Das Landgericht ist bei seinem Beschluss davon ausgegangen, dass die Betreuung "mit keinen besonderen Schwierigkeiten verbunden" gewesen sei. Dem ist der Beschwerdeführer in der Rechtsbeschwerdeinstanz mit neuem Tatsachenvortrag entgegengetreten. Er hat im einzelnen dargelegt, dass die Betreuung wegen der Zerstrittenheit der Töchter der Betroffenen und mangelnder Kooperationsbereitschaft der Beteiligten zu 2 besondere Anforderungen gestellt habe. Dieser Vortrag rechtfertigt indessen eine 120,00 DM pro Stunde zuzüglich Umsatzsteuer übersteigende Vergütung nicht. Abgesehen davon, dass neuer Tatsachenvortrag in der Rechtsbeschwerdeinstanz grundsätzlich nicht mehr berücksichtigt werden, sondern allenfalls - bei Vorliegen eines Verfahrensfehlers - Anlass für eine Zurückverweisung sein kann, ist zu bemerken, dass die Berücksichtigung der behaupteten Umstände nicht zu einer höheren Vergütung führen würde.

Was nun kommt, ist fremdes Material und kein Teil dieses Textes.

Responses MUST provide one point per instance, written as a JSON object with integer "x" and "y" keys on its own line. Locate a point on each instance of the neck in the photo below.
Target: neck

Der Senat teilt durchaus die Ansicht des Beschwerdeführers, es habe sich um einen überdurchschnittlich schwierigen Betreuungsfall gehandelt, doch ist diesem Gesichtspunkt durch die Zuerkennung einer um 100 % über dem Regelsatz für Betreuer mit abgeschlossener Hochschulausbildung liegenden Vergütung bereits ausreichend Rechnung getragen. Soweit der Beschwerdeführer spezifisch rechtsanwaltliche Dienste - für die ein anderer Betreuer einen Rechtsanwalt hinzugezogen hätte - geleistet hat, steht es ihm frei, Aufwendungsersatz zu verlangen und nach der Bundesgebührenordnung für Rechtsanwälte (BRAGO) abzurechnen (§ 1835 Abs. 3 BGB).

Da nur der Betreuer weitere Beschwerde eingelegt hat, kann im Hinblick auf das Verschlechterungsverbot dahinstehen, ob nach dem dargelegten Maßstab des Bundesgerichtshofes nicht sogar nur ein geringerer Stundensatz hätte bewilligt werden dürfen.